I’m rather distrustful of devised works. The stone-soup process (let’s add a bit o’everything and see where it gets us) grates upon my curmudgeon’s sense of order. But others love it and not even I can deny that sometimes a group of artists given a thorny issue and a deadline can create something palatable and even downright tasty. Be it an exploration of personal identity, a social commentary on the threads and labels we weave about and stick on each other, or a 50’s era science fiction thriller/lesbian love-tragedy, they all offer some special for us to engross in and some story or thorny thought to gum upon.

The Story of You: by Justin Shannin

The small brave ensemble of Elise Ammandson, Gordon Burkhart, Alex Kohanski, Alice Yin and Shaina Wagener lead us by the hand through various ideas of identify, no small thing in a world and culture were we judge people by their profile pictures and what kind of magical creature they are assigned by a internet quiz algorithm. Slowly opening themselves up to us, the ensemble bare as much as is deemed decent; the spot on this earth where there souls become untethered, their doubts and insecurities, the armor (figurative and literal) they have made for themselves. Shannin intermingles these gifts with a number of witty scenes and vignettes, experiments and data, and while the wriggling handful of thoughts can overload the senses it always remains fresh, honest and open for us to sift through.

(comes true.): by Nikki Rosengren

When a pioneering sleep scientist (Melanie Vitaterna) a rarity of the white washed, wholesome world of the 1950’s, premieres her new “dream machine” on national television for a smarmy television personality (Nathan Lamp) she little expects the monsters that arise from the black lagoon of the subconscious of a model housewife, a precocious little girl, and her own lab assistant (Catilin Medina). Rosengren’s cast excel in the dissonant jokes that plant stepford smiles on all our faces, though Vitaterna and Lamp are particularly adapt at the conversational judo and skirt-and-cuff semaphore that were the pinnacle of communication at the time. While never venturing out beyond the confines of a B-horror plot, Rosengren and co. coax the evolving story through beats of horror and humor so that it all comes to one seamless swoop of discomfort, disturbance and yes, tragic sapphic romance.

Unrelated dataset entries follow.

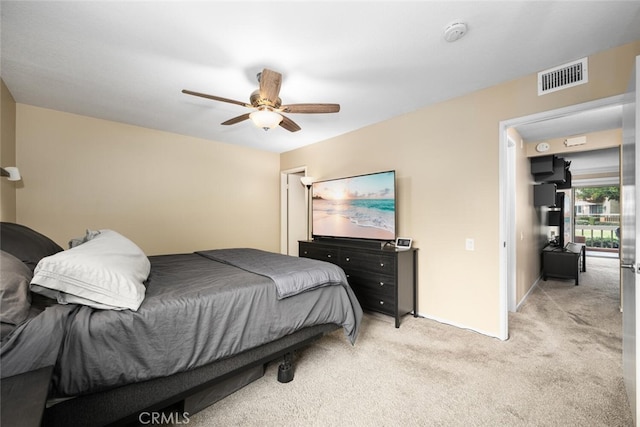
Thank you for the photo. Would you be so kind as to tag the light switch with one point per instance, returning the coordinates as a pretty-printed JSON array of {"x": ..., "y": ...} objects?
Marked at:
[{"x": 470, "y": 244}]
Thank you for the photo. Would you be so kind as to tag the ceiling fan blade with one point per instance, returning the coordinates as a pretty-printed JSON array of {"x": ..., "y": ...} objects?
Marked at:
[
  {"x": 215, "y": 98},
  {"x": 270, "y": 82},
  {"x": 238, "y": 119},
  {"x": 311, "y": 108},
  {"x": 289, "y": 124}
]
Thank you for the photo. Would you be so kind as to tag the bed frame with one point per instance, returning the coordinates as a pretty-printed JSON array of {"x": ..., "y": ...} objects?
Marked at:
[{"x": 185, "y": 392}]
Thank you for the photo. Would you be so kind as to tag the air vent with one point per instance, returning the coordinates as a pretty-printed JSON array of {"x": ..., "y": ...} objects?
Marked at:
[{"x": 563, "y": 77}]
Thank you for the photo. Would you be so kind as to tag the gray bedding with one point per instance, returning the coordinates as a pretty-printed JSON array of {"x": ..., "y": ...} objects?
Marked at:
[
  {"x": 196, "y": 310},
  {"x": 291, "y": 275}
]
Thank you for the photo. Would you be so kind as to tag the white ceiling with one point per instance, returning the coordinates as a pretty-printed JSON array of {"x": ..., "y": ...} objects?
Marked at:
[{"x": 129, "y": 61}]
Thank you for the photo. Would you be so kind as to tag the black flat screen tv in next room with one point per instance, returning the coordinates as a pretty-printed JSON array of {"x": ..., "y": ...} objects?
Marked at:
[{"x": 356, "y": 207}]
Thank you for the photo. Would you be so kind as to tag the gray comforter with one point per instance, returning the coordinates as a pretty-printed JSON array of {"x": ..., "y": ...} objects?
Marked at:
[
  {"x": 291, "y": 275},
  {"x": 196, "y": 310}
]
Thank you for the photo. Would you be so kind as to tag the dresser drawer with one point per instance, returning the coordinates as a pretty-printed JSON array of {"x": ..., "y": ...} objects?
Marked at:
[
  {"x": 370, "y": 262},
  {"x": 376, "y": 283},
  {"x": 382, "y": 279},
  {"x": 375, "y": 301},
  {"x": 319, "y": 253}
]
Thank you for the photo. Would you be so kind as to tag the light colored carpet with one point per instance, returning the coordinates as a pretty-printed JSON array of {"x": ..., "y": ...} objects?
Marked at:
[{"x": 561, "y": 366}]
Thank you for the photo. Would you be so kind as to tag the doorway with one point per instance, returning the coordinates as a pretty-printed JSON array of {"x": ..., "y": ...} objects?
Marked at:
[
  {"x": 507, "y": 192},
  {"x": 293, "y": 210}
]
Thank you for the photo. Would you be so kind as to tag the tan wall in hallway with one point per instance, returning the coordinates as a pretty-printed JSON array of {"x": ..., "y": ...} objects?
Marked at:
[
  {"x": 169, "y": 193},
  {"x": 447, "y": 162},
  {"x": 7, "y": 153}
]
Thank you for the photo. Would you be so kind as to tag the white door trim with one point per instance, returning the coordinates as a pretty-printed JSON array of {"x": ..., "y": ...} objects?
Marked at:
[{"x": 284, "y": 210}]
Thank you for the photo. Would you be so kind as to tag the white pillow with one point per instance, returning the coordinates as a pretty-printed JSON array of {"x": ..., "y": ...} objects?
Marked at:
[{"x": 106, "y": 272}]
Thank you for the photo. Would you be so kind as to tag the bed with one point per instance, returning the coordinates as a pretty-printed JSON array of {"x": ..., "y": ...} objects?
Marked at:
[{"x": 201, "y": 325}]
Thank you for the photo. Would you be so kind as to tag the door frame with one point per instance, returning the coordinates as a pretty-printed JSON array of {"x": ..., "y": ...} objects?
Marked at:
[
  {"x": 507, "y": 232},
  {"x": 284, "y": 205}
]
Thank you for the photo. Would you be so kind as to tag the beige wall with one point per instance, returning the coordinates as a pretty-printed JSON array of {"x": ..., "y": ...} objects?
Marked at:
[
  {"x": 7, "y": 153},
  {"x": 446, "y": 158},
  {"x": 595, "y": 141},
  {"x": 168, "y": 193}
]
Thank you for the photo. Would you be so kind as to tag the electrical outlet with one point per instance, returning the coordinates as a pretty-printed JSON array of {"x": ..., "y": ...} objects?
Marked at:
[{"x": 470, "y": 244}]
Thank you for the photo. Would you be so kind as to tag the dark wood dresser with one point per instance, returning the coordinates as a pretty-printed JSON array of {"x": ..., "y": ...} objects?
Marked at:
[{"x": 383, "y": 279}]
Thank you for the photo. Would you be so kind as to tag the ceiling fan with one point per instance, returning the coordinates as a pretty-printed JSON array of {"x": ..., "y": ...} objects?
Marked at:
[{"x": 268, "y": 106}]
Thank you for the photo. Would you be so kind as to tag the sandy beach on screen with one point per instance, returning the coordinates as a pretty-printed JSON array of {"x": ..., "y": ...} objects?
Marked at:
[{"x": 329, "y": 225}]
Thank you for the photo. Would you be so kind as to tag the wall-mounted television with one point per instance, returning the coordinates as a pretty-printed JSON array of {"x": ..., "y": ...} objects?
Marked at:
[{"x": 356, "y": 207}]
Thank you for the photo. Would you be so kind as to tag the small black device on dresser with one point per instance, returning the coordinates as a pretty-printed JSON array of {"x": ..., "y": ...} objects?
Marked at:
[{"x": 382, "y": 277}]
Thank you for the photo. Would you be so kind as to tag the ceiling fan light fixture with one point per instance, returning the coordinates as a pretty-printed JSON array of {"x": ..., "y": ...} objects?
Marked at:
[{"x": 265, "y": 118}]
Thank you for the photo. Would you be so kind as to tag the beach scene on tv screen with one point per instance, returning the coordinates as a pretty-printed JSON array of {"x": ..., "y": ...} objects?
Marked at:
[{"x": 358, "y": 207}]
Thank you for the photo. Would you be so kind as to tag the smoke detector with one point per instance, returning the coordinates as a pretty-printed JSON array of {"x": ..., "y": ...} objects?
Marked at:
[{"x": 455, "y": 31}]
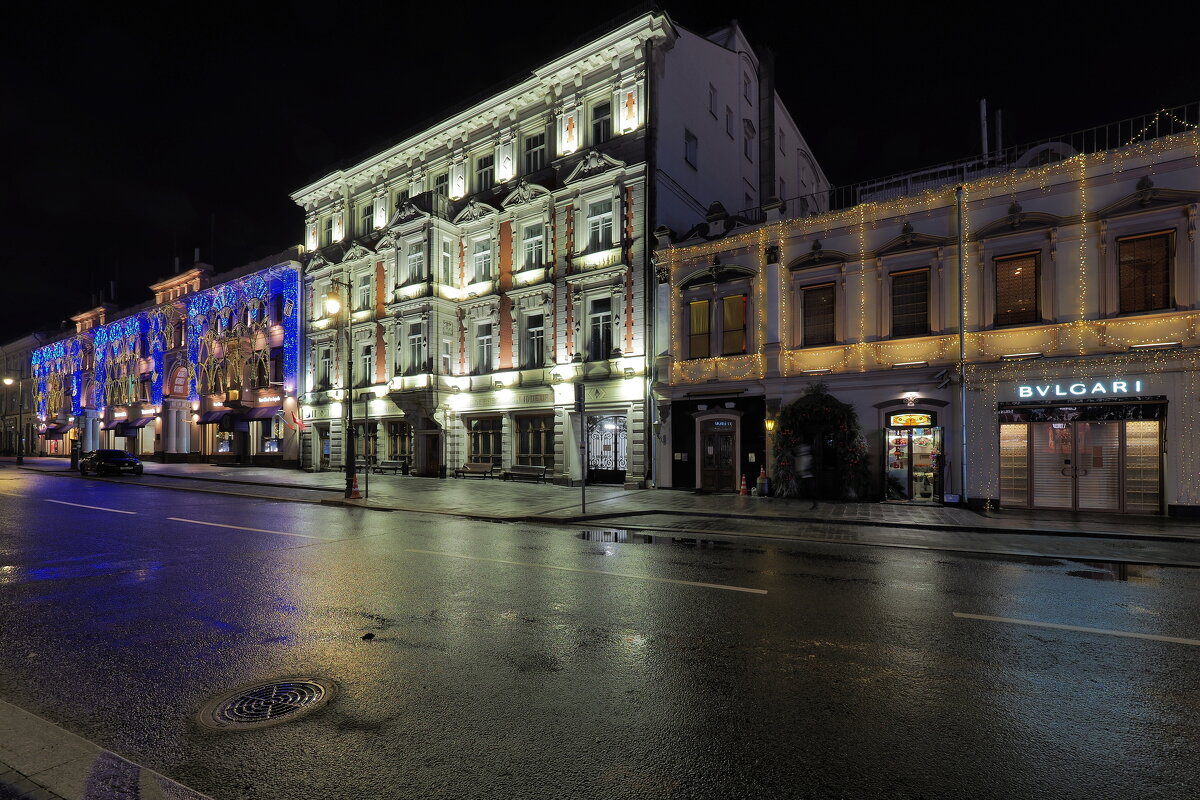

Hello My Name Is....: by Maggie Monahan

A rather confusing but ultimately humbling exploration of how words can shackle us to one image, one idea, discount whole human beings. In a series of vignettes, confessions and illustrations, punctuated by the apparently obligatory shirt painting element of a devising festival, Monahan’s cast take us through various stereotypes, complimentary or degrading, and the harm that they cause. With some daring confessions by Tom Cui, Maddy Kelly and Katelyn Buchta, among others, ‘Hello My Name is....” finds anchorage in the slake of its subject matter and brings its nets in form its audience full of sympathetic winces and flopping fresh regret that we are so shallow and so base.